Mães solo Quantos homens abandonam seus filhos e filhas? Cinco milhões e meio de crianças brasileiras não têm o nome do pai no registro, segundo o Conselho Nacional de Justiça. Não ter o nome do pai na certidão já é em si uma violência, porém, violência maior é não ter presença de um pai durante a vida inteira. O abandono é também é uma forma de aborto paterno. Ou você ainda acha que prevenir uma gravidez é responsabilidade apenas da mulher? Toda pessoa que transa sem camisinha, seja homem ou mulher, está assumindo o risco de gerar uma criança. Logo, a responsabilidade pela vida, educação e sustento deste ser deveria ser de ambos. Não é o que acontece na prática. Dados de 2015 do IBGE evidenciam que 26,8% das famílias com crianças no Brasil são compostos por mulheres sem cônjuge. Em comparação, homens com crianças e sem cônjuge representam apenas 3,6% da população. Ou seja, mais de um quarto das mulheres brasileiras que se tornaram mães foram abandonadas pelos pais de suas crianças. É muita coisa. E a situação é ainda mais dramática para as mulheres negras, que além de representarem um percentual importante das mulheres com filhos e filhas e chefes de família, também são as que historicamente têm os menores salários no Brasil. O mais duro é que estamos tão acostumados e acostumadas com este tipo de abondono que isso nem nos choca mais. É o “normal”. O feminismo defende uma divisão mais igualitária na criação das crianças. Somente pagar pensão (nos casos em que isso acontece) não é suficiente. Não à toa cada vez mais, em casos de divórcio, juízes estão concedendo a guarda compartilhada a ambos os genitores. 

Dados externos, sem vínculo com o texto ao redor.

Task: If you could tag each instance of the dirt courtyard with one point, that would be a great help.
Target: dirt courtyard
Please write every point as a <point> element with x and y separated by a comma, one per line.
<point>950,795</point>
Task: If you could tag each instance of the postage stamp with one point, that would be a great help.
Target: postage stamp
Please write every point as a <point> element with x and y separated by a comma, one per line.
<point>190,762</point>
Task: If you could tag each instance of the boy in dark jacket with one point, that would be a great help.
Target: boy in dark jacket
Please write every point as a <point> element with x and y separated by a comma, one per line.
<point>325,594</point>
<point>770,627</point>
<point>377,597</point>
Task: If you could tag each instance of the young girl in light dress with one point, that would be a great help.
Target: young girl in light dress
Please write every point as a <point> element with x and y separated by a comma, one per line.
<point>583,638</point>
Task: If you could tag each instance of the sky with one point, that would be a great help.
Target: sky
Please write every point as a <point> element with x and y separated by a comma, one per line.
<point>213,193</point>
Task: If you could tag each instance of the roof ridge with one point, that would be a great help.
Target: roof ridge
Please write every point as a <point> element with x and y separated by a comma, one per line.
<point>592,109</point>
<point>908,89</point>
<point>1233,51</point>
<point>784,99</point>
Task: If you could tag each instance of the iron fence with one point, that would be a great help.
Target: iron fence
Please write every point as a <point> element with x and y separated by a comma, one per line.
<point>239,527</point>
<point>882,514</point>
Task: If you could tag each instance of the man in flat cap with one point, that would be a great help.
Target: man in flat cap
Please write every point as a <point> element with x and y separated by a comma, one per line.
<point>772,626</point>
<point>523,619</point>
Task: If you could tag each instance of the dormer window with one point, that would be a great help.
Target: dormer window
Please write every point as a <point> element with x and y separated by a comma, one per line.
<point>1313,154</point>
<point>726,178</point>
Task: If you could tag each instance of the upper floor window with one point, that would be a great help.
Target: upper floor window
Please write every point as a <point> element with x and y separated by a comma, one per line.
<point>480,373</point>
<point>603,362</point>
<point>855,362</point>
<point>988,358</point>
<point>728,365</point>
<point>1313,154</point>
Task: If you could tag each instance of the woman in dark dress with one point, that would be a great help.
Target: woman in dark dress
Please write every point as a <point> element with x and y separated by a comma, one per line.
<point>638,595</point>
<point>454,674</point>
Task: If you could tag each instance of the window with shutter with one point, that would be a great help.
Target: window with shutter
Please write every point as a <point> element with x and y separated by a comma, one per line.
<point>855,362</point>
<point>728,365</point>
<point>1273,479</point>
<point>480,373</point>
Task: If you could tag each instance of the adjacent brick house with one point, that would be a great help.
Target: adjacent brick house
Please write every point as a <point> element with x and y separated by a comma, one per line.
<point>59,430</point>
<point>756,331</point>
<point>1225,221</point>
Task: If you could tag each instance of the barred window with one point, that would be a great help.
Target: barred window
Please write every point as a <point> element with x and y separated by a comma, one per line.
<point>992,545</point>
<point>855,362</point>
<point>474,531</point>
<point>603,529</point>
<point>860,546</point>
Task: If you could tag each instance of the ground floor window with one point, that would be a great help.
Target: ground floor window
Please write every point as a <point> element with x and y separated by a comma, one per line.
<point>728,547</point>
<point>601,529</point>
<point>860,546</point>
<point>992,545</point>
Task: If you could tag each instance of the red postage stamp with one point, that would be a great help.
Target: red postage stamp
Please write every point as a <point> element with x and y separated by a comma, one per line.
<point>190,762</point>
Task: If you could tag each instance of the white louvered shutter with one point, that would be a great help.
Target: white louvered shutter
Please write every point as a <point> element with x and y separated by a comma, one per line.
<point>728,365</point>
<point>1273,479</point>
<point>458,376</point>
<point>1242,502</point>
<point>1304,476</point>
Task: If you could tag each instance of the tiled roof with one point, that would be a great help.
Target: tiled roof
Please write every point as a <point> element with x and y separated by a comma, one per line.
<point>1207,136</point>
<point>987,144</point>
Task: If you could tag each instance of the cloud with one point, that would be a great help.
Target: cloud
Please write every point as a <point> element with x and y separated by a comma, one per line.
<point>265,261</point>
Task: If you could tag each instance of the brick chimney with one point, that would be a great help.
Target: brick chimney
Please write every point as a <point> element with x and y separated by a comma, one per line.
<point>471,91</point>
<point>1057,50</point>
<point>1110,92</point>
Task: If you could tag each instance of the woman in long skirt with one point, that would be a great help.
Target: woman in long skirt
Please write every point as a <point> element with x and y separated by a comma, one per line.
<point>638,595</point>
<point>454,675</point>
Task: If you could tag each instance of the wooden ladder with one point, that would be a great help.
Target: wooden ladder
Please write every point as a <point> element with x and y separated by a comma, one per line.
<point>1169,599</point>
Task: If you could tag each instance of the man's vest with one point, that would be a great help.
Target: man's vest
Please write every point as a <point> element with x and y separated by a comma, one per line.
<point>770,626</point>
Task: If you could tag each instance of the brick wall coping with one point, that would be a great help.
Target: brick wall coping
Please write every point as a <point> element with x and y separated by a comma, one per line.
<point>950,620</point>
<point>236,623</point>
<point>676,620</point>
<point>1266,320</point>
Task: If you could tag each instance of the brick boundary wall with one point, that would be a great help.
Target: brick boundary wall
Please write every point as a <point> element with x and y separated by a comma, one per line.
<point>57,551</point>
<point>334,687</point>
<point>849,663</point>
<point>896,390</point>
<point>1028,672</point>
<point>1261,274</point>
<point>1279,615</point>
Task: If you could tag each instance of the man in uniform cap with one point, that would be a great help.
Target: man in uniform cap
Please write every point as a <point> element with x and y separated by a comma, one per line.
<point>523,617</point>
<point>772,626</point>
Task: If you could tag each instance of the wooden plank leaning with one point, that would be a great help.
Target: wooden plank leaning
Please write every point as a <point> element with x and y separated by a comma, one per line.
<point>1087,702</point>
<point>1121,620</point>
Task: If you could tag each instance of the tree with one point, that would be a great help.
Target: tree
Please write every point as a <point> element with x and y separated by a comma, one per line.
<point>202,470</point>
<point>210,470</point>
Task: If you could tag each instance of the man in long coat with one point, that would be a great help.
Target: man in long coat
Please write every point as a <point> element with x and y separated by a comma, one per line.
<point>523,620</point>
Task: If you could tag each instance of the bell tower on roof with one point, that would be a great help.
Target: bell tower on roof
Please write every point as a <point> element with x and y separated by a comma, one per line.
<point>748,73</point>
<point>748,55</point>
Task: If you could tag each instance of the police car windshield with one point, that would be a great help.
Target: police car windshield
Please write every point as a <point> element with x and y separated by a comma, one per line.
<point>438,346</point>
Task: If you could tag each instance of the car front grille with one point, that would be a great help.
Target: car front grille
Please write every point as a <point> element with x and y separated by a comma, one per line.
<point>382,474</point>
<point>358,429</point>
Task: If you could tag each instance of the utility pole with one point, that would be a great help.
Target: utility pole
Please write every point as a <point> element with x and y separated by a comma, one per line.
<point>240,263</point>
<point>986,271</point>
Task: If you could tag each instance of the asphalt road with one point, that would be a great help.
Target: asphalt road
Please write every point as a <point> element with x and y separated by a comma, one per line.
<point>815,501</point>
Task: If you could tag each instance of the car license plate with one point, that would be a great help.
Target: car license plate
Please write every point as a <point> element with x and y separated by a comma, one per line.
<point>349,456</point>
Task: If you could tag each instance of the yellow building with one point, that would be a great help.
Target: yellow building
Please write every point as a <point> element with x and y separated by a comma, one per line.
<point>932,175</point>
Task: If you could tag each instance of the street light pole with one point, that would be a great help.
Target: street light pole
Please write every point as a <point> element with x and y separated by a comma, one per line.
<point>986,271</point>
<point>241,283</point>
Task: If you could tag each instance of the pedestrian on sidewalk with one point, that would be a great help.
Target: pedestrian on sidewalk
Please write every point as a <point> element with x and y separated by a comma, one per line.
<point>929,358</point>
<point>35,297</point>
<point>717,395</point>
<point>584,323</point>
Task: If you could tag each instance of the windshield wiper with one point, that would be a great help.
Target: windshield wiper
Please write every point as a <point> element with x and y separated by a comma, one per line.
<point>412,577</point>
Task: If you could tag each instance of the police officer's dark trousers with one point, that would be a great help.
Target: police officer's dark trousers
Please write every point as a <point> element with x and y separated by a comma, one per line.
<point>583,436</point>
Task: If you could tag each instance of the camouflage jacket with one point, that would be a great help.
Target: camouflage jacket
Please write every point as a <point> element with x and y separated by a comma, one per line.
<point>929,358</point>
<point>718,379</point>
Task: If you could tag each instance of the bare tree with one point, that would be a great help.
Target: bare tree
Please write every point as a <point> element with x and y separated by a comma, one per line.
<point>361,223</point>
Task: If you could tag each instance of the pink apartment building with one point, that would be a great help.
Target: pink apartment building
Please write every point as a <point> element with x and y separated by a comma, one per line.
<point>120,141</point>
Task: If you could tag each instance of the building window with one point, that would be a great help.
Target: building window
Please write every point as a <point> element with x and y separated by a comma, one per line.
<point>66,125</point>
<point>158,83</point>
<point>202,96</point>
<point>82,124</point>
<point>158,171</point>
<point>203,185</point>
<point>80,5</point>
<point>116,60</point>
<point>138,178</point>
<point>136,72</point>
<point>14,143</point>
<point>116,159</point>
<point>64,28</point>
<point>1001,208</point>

O que quero dizer com isso é que, dadas as condições a que estamos submetidadas atualmente, a maternidade pode ser entendida como uma forma de servidão. E o feminismo é uma ótima arma para transformar essa realidade. Até Simone de Beauvoir via saída pra essa questão, já que pra ela

[As] servidões da maternidade assumem, segundo os costumes, uma importância muito variável: são esmagadoras se se impõem à mulher muitas procriações e se ela deve alimentar e cuidar dos filhos sem mais ajuda; se procria livremente, se a sociedade a auxilia durante a gravidez e se ocupa da criança, os encargos maternais são leves e podem ser facilmente compensados no campo do trabalho.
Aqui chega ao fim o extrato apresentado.